Umwelt. – Die Wellenenergie des Meeres ist eine verführerische Kraftquelle, die bislang nahezu ungenutzt ist. Vor der Küste Portugals soll jetzt der Prototyp eines neuen Wellenkraftwerks in Betrieb gehen. Der Name Pelamis, Seeschlange, spricht für sich. Es sind Ketten aus Stahlzylindern, die die Energie erzeugen. Auf dem Weltkongress für erneuerbare Energien in Florenz wurde das Projekt vorgestellt.
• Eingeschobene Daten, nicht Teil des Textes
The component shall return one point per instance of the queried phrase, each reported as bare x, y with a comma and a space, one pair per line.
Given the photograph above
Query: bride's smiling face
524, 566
Von Volker Mrasek | 24.08.2006
    David Lindley sagt von sich, dass er in Florenz nicht so richtig glücklich sei. Er mache sich nun mal leider nichts aus Pizza und Pasta. Vielleicht wählt er deswegen einen anderen Vergleich, um zu beschreiben, was sich noch niemand so recht vorstellen kann: den weltweit ersten Wellen-Park im Ozean. Er entsteht im Moment vor der Küste Portugals und soll noch in diesem Jahr Netzstrom an Land liefern:

    "”Wir nennen unsere Entwicklung Pelamis. Das bedeutet: Seeschlange. Stellen Sie sich einfach vier riesige Bratwürste vor, die aneinandergereiht auf dem Meer schwimmen, senkrecht zur Küstenlinie. Und dann stellen Sie sich vor, dass Wellen auf sie zulaufen. Und die Würste versuchen, darauf zu reiten.""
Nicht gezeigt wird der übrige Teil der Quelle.